Bolsonaro is agitated today because - in partnership with Brazil's largest paper, @Folha - we exposed that his Minister of Justice & Public Security, then-judge Sergio Moro, unethically released documents 6 days before the election to help Bolsonaro win https://t.co/qKDjlVK4uk pic.twitter.com/WCvoOnmmQF
— Glenn Greenwald (@ggreenwald) July 29, 2019
Brazilian President Jair Bolsonaro is much like President Trump, in that he has only contempt for the free press, especially when they are doing their job.
On Monday, Bolsonaro accused Greenwald of committing a crime and alleged he is aligning himself with criminal hackers who exposed phone conversations of the country's justice minister from when he was a judge. The president also alluded that jail time could be possible when he was asked whether Greenwald might be kicked out of the country under Brazil's new deportation rules.
"Maybe he will be imprisoned here in Brazil," Bolsonaro said, noting that Greenwald was not likely to be deported due to the fact he is married to a Brazilian and he and his husband have adopted children together.

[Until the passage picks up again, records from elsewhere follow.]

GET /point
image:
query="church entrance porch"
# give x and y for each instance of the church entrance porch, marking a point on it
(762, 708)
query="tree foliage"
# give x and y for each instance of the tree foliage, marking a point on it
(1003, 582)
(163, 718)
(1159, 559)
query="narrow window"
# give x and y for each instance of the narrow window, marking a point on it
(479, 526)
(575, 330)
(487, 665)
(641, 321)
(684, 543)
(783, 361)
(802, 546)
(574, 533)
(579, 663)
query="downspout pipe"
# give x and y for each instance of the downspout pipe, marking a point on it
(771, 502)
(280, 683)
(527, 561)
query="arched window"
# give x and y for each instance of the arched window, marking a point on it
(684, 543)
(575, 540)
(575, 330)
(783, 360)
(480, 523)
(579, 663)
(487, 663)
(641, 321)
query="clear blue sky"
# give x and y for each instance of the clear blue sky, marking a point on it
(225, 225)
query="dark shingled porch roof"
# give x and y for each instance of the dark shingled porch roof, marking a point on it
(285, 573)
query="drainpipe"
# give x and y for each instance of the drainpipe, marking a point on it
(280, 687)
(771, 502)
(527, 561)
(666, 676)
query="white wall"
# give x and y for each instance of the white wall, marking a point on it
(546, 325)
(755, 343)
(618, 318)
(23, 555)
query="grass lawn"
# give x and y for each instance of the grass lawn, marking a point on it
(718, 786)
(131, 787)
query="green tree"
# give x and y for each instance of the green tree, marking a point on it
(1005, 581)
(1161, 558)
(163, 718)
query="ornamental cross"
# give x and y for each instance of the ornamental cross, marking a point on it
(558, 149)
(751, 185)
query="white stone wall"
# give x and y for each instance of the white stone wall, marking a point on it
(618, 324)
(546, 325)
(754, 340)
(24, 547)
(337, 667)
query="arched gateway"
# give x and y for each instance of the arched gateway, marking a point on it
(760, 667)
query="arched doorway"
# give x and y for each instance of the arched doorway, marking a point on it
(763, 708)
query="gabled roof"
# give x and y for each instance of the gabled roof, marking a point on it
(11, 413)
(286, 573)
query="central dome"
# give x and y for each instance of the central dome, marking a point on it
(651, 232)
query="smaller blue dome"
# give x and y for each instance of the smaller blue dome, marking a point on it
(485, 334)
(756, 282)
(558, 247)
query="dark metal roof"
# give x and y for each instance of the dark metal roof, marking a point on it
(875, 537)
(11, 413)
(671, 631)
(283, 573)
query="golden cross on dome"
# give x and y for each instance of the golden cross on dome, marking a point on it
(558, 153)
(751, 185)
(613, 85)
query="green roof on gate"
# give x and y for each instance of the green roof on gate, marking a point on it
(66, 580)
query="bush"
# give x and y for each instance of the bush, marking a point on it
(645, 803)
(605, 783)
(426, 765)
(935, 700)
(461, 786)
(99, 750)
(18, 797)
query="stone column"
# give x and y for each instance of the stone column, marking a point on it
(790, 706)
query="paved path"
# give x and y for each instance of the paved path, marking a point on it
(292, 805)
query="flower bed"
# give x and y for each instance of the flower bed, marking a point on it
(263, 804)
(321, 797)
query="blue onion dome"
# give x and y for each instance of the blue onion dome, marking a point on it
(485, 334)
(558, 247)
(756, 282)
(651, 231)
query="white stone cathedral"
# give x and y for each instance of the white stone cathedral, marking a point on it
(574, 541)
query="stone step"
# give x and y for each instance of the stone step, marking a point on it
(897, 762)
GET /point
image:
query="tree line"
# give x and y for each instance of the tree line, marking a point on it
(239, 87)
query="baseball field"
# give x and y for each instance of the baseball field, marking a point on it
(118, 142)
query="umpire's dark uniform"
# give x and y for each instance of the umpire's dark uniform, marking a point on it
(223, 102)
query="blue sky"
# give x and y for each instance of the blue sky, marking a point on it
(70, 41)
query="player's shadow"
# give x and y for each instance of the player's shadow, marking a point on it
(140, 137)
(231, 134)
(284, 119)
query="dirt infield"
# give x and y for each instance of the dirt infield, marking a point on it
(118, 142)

Bolsonaro actually said, “He may take a cane here in Brazil.”
Assange is also in danger for the crime of doing journalism.
It has challenged the assessment of the expert, the UN’s Special Rapporteur on Torture Nils Melzer, that Assange would “be exposed to a real risk of torture or other cruel, inhuman or degrading treatment or punishment” if he ended up in a US jail...
Melzer said he was gravely concerned that US authorities intend to “make an example” of Assange, to punish him personally and to deter others.
He feared that “Mr. Assange will be confronted with overly expansive charges and subjected to excessively severe criminal sanctions”.